Link prediction is a vital task in graph machine learning, involving the anticipation of connections between entities within a network. In the realm of drug discovery, link prediction takes the form of forecasting interactions between drugs and target genes. Likewise, in recommender systems, link prediction entails suggesting items to users. In temporal graphs, link prediction ranges from friendship recommendations to introducing new devices in wireless networks and dynamic routing. However, a prevailing challenge in link prediction lies in the reliance on topological neighborhoods and the lack of informative node metadata for making predictions.

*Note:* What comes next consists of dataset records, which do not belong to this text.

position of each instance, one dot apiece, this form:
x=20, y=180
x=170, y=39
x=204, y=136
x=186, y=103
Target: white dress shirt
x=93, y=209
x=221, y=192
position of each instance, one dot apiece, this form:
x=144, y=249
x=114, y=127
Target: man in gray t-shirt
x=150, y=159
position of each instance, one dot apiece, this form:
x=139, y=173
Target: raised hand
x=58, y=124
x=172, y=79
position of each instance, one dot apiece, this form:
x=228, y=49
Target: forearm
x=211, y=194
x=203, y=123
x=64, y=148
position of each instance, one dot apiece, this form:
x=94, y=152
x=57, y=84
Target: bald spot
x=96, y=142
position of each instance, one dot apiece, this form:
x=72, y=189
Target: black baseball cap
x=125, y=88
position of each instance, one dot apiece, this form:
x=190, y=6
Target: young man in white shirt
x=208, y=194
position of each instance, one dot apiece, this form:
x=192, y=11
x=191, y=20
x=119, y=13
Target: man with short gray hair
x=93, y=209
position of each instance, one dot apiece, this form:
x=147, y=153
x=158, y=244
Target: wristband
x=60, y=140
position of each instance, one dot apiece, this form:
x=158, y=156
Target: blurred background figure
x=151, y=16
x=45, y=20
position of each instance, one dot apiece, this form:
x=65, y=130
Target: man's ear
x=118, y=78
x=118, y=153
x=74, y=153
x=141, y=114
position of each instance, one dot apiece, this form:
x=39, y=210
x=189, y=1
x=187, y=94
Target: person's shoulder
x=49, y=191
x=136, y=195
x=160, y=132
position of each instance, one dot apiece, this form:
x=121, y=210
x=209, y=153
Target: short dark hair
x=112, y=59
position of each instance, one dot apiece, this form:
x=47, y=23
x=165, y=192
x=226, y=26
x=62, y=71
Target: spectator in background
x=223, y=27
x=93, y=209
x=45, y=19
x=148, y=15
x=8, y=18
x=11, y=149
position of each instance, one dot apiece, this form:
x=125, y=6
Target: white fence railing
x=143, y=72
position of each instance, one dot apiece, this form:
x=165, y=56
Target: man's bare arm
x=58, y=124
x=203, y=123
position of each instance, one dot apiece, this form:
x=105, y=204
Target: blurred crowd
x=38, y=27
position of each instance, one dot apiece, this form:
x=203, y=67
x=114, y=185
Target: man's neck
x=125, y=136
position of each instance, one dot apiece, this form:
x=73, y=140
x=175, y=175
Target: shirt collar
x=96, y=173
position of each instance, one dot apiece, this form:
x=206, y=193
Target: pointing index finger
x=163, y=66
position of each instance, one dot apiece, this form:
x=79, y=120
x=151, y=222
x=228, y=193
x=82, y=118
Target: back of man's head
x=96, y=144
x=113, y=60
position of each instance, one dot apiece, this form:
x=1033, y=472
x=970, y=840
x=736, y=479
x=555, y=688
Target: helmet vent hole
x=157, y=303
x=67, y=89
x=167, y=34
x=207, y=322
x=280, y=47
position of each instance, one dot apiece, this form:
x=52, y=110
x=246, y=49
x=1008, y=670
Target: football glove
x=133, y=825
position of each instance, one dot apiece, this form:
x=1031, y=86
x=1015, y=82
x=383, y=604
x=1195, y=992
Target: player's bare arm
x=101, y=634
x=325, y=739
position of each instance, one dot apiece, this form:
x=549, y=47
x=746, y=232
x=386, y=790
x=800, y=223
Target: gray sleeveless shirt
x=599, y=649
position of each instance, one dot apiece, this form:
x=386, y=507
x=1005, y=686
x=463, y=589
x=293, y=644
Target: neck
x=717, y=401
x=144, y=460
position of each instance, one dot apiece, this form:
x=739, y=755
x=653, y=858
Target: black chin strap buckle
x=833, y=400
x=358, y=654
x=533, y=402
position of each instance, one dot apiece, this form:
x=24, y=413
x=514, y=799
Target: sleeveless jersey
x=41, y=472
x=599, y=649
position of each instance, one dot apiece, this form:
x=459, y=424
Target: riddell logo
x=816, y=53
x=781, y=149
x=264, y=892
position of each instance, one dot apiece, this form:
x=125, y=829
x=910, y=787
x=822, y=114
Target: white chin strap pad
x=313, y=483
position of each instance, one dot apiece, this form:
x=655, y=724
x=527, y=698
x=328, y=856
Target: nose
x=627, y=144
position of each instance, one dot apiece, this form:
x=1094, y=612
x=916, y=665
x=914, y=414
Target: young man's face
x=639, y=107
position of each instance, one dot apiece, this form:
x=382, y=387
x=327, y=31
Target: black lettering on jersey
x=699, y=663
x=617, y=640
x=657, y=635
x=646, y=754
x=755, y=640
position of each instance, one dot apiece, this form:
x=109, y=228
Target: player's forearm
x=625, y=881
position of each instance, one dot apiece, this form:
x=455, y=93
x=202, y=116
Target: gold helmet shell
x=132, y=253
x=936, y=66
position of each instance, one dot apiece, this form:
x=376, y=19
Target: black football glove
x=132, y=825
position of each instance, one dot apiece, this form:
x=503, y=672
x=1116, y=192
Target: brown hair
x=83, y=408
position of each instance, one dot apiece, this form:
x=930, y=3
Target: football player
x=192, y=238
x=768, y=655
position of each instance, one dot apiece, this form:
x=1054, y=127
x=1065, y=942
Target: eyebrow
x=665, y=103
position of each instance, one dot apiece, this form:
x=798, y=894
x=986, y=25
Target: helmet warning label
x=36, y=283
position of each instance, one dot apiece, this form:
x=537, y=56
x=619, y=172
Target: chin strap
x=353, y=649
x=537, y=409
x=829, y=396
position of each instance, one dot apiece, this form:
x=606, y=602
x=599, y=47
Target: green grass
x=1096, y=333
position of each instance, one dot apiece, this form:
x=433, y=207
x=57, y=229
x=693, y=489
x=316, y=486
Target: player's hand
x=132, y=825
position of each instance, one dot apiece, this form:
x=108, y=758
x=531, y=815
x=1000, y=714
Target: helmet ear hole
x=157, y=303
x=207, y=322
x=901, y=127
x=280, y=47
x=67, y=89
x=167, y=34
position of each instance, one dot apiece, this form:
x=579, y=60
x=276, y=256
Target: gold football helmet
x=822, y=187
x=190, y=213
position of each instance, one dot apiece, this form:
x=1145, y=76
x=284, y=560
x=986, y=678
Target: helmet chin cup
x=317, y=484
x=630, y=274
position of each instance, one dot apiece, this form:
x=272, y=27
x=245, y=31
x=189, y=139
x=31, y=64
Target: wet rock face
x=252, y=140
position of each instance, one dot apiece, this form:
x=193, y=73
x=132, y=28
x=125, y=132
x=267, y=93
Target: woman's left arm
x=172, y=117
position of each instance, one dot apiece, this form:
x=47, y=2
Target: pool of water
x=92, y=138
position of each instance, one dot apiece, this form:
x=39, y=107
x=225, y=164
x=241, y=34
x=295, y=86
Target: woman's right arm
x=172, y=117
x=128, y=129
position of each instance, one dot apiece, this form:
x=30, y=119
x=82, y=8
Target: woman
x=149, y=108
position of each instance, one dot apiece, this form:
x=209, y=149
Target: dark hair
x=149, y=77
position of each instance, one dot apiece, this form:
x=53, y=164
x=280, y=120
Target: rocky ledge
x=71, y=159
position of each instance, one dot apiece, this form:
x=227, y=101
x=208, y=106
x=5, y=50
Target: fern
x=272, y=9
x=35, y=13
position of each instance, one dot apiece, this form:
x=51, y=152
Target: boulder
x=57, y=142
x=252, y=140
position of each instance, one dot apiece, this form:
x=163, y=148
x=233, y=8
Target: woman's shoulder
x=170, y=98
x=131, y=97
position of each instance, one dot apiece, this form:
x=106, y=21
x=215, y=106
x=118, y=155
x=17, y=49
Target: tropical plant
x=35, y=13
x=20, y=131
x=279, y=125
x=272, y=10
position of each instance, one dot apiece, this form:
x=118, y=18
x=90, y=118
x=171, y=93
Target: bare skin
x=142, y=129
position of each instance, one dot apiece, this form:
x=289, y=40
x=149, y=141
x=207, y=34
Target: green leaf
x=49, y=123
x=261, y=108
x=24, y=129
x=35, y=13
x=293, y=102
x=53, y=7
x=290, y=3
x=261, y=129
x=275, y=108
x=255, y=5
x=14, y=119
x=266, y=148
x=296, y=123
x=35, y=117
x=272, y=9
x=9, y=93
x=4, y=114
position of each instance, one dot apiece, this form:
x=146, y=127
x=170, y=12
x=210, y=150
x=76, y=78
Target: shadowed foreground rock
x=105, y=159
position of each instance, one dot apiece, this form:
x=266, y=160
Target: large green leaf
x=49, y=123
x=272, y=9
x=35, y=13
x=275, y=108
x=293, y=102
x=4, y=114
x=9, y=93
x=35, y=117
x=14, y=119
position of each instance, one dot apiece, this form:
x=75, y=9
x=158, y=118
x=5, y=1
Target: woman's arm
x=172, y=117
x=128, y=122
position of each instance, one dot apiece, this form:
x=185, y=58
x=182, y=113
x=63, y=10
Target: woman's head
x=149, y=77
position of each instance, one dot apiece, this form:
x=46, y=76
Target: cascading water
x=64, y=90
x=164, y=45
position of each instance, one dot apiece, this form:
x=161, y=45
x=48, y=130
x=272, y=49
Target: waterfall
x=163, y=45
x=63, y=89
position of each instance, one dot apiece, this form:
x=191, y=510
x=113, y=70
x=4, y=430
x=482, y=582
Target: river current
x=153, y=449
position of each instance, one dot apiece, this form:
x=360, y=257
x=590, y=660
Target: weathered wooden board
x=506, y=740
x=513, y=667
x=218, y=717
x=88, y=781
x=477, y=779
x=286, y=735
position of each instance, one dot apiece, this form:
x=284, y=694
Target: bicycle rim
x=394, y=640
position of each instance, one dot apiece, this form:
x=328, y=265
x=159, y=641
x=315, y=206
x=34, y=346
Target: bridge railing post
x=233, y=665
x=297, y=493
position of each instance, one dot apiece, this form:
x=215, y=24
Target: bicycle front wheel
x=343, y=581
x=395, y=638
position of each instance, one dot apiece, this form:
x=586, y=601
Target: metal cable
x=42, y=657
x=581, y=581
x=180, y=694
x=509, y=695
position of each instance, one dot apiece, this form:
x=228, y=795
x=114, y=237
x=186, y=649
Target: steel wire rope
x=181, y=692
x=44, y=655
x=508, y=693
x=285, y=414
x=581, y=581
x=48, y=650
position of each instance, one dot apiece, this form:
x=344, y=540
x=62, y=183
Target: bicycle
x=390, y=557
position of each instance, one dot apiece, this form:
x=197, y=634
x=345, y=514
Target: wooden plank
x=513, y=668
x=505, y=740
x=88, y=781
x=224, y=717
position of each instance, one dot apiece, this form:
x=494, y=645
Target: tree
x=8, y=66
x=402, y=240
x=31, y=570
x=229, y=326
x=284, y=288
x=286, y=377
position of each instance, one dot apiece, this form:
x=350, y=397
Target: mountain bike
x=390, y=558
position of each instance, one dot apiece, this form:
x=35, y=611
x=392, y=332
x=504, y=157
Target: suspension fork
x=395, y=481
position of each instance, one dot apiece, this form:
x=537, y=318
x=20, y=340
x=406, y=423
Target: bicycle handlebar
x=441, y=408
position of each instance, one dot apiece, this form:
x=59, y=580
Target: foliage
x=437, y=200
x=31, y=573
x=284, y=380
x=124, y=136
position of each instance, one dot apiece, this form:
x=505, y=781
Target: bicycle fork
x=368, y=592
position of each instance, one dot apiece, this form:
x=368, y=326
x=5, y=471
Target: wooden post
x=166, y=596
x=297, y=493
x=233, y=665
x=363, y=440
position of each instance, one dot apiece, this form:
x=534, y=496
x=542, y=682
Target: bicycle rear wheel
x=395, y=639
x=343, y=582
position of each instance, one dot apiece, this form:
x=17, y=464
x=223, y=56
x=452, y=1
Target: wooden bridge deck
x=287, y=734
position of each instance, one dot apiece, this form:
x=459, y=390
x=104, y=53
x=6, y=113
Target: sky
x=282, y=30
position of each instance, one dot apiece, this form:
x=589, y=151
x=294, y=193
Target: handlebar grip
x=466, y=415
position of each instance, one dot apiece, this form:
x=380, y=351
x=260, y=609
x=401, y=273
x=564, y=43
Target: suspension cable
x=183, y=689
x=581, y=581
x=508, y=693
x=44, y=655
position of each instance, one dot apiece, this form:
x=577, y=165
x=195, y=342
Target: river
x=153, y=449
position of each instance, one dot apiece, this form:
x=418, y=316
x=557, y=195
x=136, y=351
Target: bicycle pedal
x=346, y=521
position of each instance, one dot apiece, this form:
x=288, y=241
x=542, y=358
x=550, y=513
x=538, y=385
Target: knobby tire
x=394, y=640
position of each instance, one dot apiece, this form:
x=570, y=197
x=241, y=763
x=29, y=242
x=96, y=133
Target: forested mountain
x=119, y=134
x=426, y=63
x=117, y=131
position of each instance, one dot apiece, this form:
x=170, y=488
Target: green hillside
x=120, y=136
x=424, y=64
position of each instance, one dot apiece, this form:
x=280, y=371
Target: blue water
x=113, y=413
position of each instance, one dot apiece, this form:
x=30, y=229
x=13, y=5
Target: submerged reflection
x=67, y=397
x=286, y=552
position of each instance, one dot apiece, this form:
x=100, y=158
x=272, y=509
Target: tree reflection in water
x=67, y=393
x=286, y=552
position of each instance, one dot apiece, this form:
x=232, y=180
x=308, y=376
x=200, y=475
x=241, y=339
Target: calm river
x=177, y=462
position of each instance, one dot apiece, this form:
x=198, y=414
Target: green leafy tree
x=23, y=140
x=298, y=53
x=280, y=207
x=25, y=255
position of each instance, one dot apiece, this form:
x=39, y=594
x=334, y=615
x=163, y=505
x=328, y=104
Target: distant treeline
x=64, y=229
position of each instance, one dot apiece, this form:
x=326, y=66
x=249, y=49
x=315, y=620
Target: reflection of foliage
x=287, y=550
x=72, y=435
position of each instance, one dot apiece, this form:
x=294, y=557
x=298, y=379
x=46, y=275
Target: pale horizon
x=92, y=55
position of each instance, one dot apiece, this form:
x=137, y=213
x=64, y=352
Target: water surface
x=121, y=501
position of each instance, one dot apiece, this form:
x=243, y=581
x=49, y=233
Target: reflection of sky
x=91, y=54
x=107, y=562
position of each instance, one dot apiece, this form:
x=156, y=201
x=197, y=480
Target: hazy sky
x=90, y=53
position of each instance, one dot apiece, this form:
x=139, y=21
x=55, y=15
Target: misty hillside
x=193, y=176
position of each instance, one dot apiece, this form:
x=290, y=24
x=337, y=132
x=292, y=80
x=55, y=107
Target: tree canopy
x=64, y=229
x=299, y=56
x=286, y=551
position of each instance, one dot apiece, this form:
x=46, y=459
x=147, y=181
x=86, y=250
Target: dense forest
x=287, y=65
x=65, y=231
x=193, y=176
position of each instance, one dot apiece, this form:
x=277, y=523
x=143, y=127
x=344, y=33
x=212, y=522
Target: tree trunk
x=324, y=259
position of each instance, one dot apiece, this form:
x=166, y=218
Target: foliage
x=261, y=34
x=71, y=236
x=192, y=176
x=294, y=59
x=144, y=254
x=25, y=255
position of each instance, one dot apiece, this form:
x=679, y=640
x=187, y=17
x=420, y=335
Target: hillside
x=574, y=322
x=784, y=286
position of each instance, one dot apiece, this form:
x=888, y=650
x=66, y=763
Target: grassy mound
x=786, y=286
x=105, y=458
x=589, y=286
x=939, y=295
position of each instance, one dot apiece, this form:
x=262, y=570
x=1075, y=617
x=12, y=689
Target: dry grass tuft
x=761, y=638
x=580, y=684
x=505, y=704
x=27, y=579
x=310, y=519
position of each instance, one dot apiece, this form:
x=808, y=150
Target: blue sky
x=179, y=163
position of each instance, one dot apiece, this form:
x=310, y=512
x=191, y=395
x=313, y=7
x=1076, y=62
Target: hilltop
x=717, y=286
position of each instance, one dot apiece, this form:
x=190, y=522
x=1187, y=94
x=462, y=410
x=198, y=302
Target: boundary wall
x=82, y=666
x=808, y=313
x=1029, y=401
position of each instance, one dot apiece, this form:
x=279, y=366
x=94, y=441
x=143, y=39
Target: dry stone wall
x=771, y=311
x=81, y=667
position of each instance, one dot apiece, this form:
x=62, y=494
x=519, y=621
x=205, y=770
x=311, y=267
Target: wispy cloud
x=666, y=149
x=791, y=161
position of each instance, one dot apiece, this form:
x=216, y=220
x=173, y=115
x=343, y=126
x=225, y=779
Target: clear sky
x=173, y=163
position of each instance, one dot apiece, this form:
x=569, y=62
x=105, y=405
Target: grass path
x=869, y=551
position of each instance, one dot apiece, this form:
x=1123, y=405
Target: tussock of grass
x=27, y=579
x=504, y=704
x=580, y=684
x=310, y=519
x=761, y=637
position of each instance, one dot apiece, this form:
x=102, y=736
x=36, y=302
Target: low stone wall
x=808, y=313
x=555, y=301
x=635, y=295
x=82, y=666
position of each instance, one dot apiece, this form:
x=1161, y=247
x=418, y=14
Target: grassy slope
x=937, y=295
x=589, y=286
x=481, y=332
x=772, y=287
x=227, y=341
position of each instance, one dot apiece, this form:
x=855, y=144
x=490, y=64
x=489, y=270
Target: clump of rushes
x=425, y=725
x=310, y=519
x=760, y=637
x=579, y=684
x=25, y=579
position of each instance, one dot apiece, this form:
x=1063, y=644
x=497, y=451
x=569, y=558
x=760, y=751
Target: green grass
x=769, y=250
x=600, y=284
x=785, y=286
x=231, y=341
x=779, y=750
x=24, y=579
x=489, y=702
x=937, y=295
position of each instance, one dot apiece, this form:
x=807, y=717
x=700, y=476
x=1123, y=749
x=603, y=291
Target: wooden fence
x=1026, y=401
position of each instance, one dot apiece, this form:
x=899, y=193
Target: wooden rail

Consequently, predictions for nodes with low degrees, and especially for newly introduced nodes with no neighborhood data, tend to be inaccurate and misleading. State-of-the-art models frequently fall short when tasked with predicting interactions between a novel drug and an unexplored disease target or suggesting a new product to a recently onboarded user. In temporal graphs, the link prediction models often misplace a newly introduced entity in the evolving network. This paper delves into the issue of observation bias related to the inequity of data availability for different entities in a network, unavailability of informative node metadata, and explores how contemporary models struggle when it comes to making inductive link predictions for low-degree and previously unseen isolated nodes. Additionally, we propose a non-end-to-end training approach harnessing informative node attributes generated by unsupervised pre-training on corpora different from and with significantly more entities than the observed graphs to enhance the overall generalizability of link prediction models.
URL: https://openreview.net/forum?id=DRrSYKNhD1
We use the OGB benchmark to develop and run the experiments. Please refer to the OGB documentation and setup for executing the experiments listed below: https://github.com/snap-stanford/ogb
Merge the files from /Inductive-tests/ogb/ in the extracted ogb folder.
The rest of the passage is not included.